Ainda segundo Marcia, como o material está na estratosfera, há uma demora para a dispersão completa e a coloração poderá ser vista ao longo de algumas semanas ou meses. 

Coloração diferente também pode ser observada no entardecer (Foto: Cortesia/Camila Oliveira)

Bioindicador de poluição
Apesar da beleza do céu diferente, a coloração é um sinal de poluição na atmosfera. “Essa mudança de tonalidade acentuada acaba sendo um bioindicador de poluição atmosférica. Assim como a chuva, que reflete a cor do Sol e forma o arco-íris, as partículas do vulcão refletem a luz solar e por isso alteram a cor do céu. O mesmo fenômeno pode ser observado quando há grandes queimadas”, acrescenta Cleiton.

O especialista detalha ainda que à medida que os dias forem passando, a dispersão da poeira tende a diminuir e o céu vai ganhar as cores normais para amanhecer e entardecer. 

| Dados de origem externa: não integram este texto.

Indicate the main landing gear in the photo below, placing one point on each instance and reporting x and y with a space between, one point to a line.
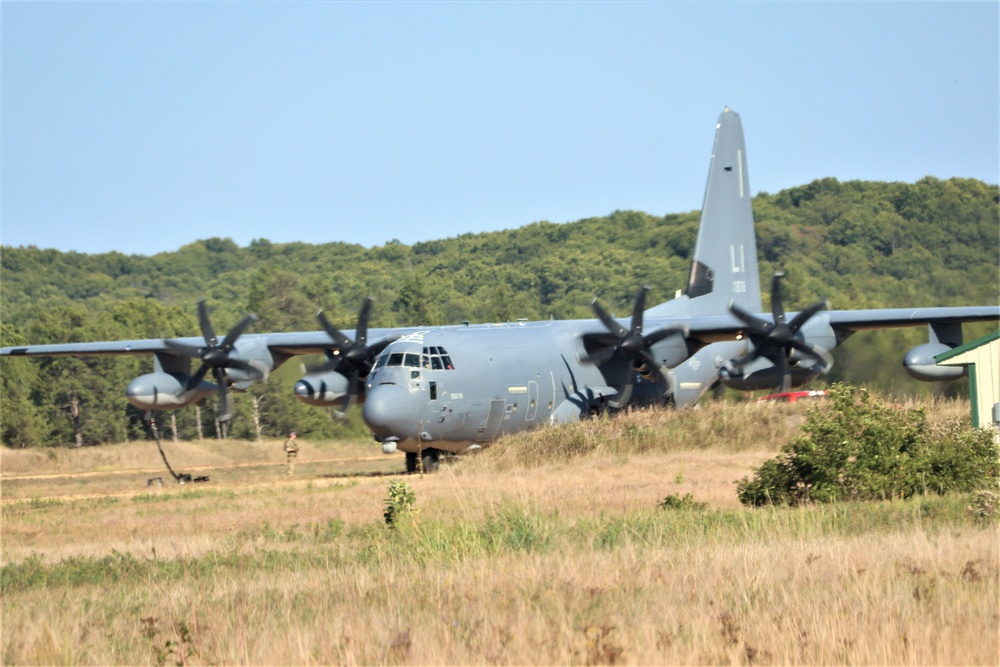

O meteorologista da Agência Pernambucana de Águas e Clima (Apac) Romilson Ferreira explica que o fenômeno é relativamente comum em climas mais secos, como o que ocorre no Agreste e no Sertão do Estado. A falta de chuva dos últimos dias na RMR, acrescenta, contribui para a visualização. 

“É mais comum no Agreste e no Sertão porque temos o que a gente chama de material particulado em suspensão. As pessoas [nessas regiões] são mais acostumadas por causa da dispersão”, detalha. 

“Ao nascer e pôr do sol, os raios solares viajam por mais moléculas de gases da atmosfera do que quando o sol está a pino. Toda essa massa extra de gás faz com que haja um maior espalhamento dos raios solares nos espectros de maior energia, como o violeta e o azul. O composto de gases da atmosfera, Nitrogênio, Oxigênio, água e materiais particulados também contribuem para dar uma coloração diferente na atmosfera, por exemplo, em dias mais secos, o céu fica mais azulado, enquanto em dias úmidos o céu fica mais esbranquiçado”, afirma a Apac.

A dispersão também é responsável pela cor azul do céu durante a maior parte do dia e explica o que acontece durante o nascer ou pôr do sol e, de forma mais intensa, nas camadas mais baixas da atmosfera, especialmente na presença de nuvens.